Besides being used as an anaesthetic, ethyl chloride is frequently employed as an alkylating agent, especially for amines and phenols, in the synthesis of dyestuffs and other chemical products. It is gaseous at the ordinary temperature, the boiling-point being 12.5°. Its sp. gr. at 0° is 0921.

Methyl chloride may be prepared in a manner similar to that described for ethyl chloride, using methyl alcohol, sodium chloride, and sulphuric acid. Or Groves's process can be used. Melted zinc chloride, 1 part, is dissolved in 2 parts of methyl alcohol. Then gaseous hydrochloric acid is passed into the mixture, and the resulting methyl chloride distilled off and purified.1

On the large scale, however, it is obtained by the dry distillation of vinasses, a residue left in the manufacture of sugar from beetroot.
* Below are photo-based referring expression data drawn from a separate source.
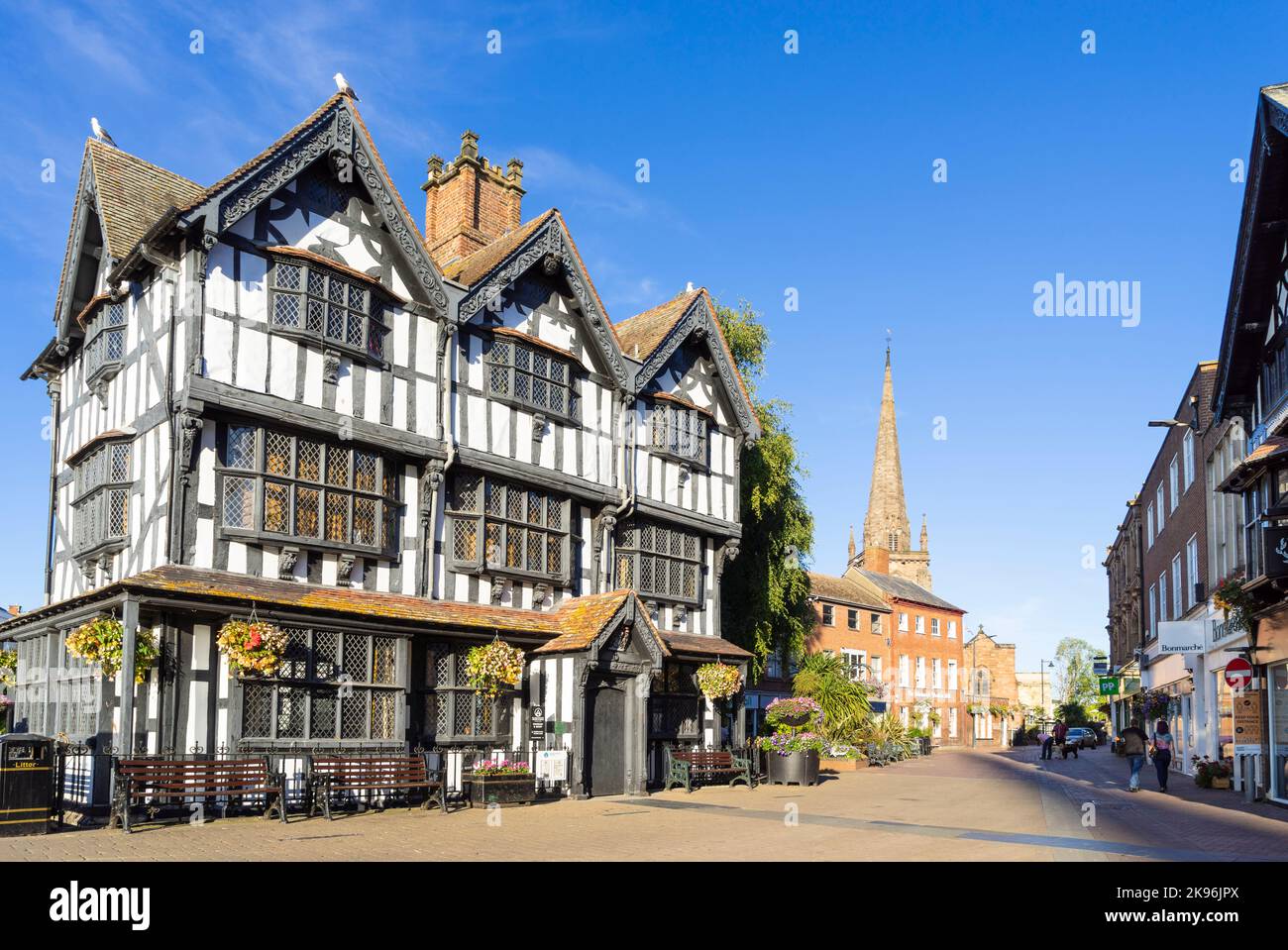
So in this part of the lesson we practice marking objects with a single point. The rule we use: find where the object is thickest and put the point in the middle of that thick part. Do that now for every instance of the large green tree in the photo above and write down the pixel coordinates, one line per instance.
(1074, 672)
(765, 591)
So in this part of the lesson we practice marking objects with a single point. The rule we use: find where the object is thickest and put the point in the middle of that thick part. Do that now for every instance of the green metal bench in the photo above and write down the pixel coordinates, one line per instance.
(684, 766)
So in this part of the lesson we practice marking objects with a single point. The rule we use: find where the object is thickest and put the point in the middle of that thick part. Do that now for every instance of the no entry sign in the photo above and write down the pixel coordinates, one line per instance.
(1237, 674)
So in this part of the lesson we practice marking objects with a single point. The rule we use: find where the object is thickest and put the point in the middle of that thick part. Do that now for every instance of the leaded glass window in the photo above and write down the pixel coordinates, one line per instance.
(308, 489)
(455, 712)
(104, 340)
(101, 514)
(333, 686)
(660, 560)
(529, 374)
(316, 301)
(681, 431)
(507, 528)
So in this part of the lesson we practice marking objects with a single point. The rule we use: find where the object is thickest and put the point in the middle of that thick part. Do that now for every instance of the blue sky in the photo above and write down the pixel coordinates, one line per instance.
(768, 171)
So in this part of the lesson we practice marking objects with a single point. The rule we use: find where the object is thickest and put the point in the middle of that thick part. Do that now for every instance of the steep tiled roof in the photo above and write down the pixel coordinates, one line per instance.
(246, 167)
(133, 194)
(842, 589)
(475, 266)
(909, 591)
(644, 332)
(584, 618)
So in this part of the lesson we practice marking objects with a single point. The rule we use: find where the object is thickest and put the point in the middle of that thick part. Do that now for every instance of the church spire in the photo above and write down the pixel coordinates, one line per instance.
(887, 523)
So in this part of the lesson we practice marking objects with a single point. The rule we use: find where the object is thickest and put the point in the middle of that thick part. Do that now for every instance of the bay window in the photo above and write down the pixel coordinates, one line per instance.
(312, 300)
(660, 560)
(104, 342)
(509, 528)
(333, 686)
(679, 430)
(303, 488)
(529, 373)
(101, 514)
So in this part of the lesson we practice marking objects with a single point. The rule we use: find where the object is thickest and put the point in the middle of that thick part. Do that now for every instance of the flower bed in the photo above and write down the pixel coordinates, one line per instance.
(794, 712)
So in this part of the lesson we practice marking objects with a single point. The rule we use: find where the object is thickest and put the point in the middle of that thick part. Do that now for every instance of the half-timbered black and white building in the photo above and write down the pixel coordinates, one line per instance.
(275, 396)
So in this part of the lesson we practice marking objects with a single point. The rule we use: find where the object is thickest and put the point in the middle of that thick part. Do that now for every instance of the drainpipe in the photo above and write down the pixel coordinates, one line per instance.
(54, 386)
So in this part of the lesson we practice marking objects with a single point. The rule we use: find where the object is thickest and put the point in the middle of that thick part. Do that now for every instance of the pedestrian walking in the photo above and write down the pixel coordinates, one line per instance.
(1162, 753)
(1134, 744)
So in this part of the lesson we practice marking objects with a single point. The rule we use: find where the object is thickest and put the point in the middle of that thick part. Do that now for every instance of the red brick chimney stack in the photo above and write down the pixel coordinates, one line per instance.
(469, 202)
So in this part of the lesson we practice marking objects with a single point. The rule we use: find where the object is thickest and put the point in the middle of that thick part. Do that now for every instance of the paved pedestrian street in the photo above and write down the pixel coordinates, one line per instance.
(957, 804)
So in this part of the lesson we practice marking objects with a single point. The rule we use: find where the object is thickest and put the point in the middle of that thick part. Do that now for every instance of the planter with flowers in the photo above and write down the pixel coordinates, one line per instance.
(493, 667)
(793, 755)
(1211, 773)
(254, 648)
(501, 783)
(101, 643)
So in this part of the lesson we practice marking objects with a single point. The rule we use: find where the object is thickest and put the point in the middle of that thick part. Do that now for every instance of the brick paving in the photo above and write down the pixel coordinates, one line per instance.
(954, 806)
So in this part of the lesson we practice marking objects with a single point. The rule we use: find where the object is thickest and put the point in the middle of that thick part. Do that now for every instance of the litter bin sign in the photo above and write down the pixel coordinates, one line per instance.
(26, 783)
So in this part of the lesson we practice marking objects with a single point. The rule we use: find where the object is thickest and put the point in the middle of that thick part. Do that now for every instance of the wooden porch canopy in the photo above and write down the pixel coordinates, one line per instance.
(579, 619)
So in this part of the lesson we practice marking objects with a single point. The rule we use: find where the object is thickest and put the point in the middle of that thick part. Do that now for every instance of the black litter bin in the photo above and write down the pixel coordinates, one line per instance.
(26, 783)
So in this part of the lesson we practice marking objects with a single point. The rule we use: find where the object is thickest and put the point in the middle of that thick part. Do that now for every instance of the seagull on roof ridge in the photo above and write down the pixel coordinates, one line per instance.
(343, 85)
(99, 132)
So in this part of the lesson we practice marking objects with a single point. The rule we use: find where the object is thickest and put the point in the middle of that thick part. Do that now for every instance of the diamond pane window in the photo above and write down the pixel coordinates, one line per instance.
(510, 519)
(240, 452)
(312, 299)
(321, 490)
(301, 703)
(660, 560)
(101, 510)
(529, 374)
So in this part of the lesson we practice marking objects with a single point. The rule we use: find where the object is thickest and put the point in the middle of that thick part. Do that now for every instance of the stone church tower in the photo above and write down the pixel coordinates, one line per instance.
(887, 536)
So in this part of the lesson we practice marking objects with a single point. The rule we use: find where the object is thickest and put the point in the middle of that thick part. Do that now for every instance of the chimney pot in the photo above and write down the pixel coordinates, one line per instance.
(469, 202)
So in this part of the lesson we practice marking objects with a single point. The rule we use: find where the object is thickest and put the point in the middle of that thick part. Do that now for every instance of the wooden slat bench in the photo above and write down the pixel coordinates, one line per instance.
(400, 774)
(175, 782)
(684, 766)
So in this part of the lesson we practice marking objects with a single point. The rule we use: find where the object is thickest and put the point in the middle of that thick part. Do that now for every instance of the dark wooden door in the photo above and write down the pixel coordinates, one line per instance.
(606, 717)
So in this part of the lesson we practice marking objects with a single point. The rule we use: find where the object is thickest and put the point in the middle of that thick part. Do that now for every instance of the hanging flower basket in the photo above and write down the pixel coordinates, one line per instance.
(492, 667)
(719, 680)
(101, 643)
(254, 648)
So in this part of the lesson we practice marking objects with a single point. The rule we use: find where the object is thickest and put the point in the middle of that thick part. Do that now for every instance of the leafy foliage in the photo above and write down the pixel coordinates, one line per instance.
(824, 679)
(765, 592)
(1076, 680)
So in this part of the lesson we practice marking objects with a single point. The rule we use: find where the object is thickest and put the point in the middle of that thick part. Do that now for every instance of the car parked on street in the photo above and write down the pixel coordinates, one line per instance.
(1083, 738)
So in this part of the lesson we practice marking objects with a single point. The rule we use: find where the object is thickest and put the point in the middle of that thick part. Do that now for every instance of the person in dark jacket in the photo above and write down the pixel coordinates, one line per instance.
(1162, 753)
(1134, 743)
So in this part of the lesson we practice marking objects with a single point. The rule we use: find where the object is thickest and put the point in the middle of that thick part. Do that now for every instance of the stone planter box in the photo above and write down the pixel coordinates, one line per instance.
(502, 790)
(838, 765)
(793, 769)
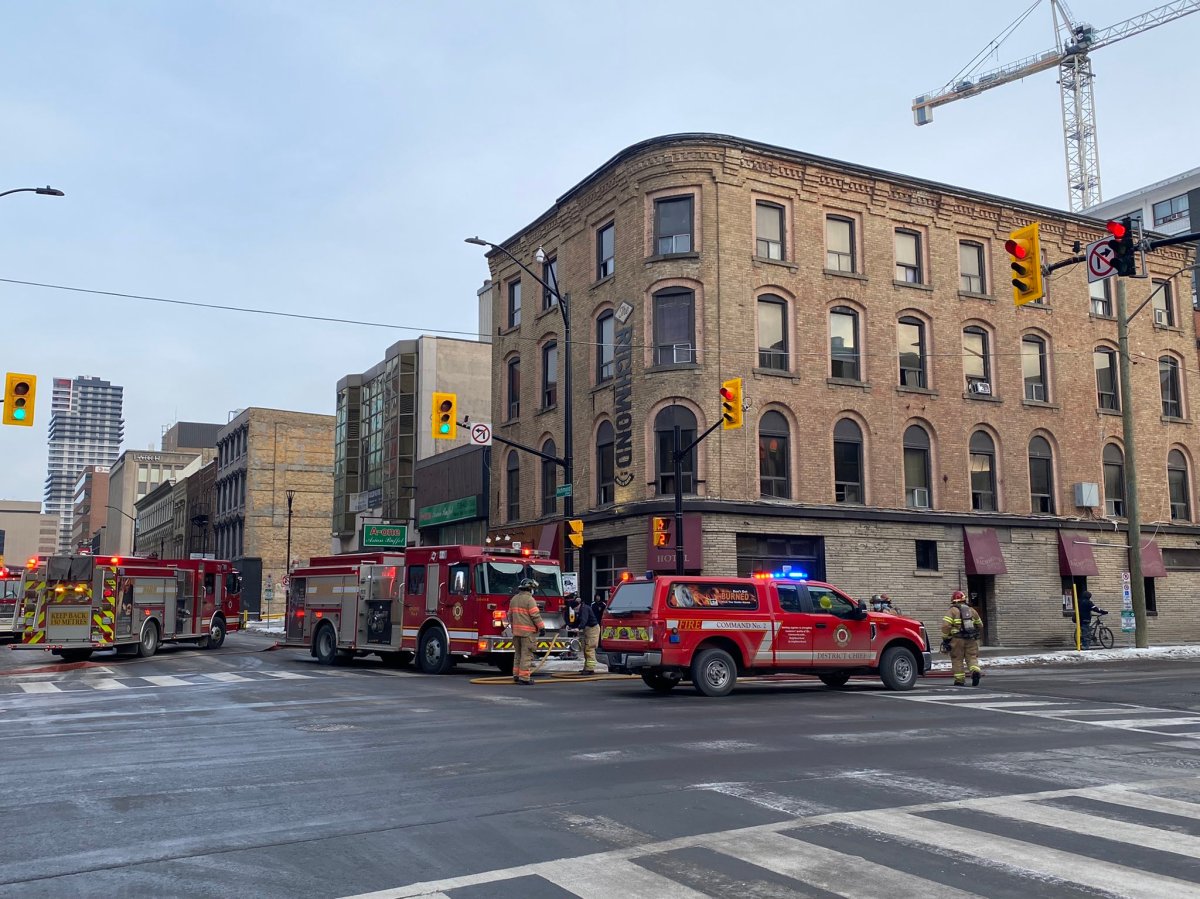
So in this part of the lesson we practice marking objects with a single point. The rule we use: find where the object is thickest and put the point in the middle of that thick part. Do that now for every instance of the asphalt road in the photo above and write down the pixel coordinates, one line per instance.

Methylamine is evolved; this is converted into the hydrochloride, and heated to a temperature of 260-300°. Methyl chloride, mixed with methylamine and trimethylamine, is given off; the two latter can be removed by means of hydrochloric acid, and the residual methyl chloride, after being dried over calcium chloride, is condensed by pressure into steel cylinders.

A general method of obtaining the halide compounds of methyl and ethyl alcohols is described in a German patent.2

The alcohol is heated with an aqueous solution of the halogen acid and the corresponding calcium halide in an open vessel at a temperature not above 100°. Thus a good yield of ethyl chloride is said to be obtained by warming ethyl alcohol and aqueous hydrochloric acid (19° Be.= sp. gr. 1.152) in the presence of anhydrous calcium chloride. Alternatively, a mixture of acid and methyl or ethyl alcohol is allowed to flow continuously into a vessel containing heated calcium chloride.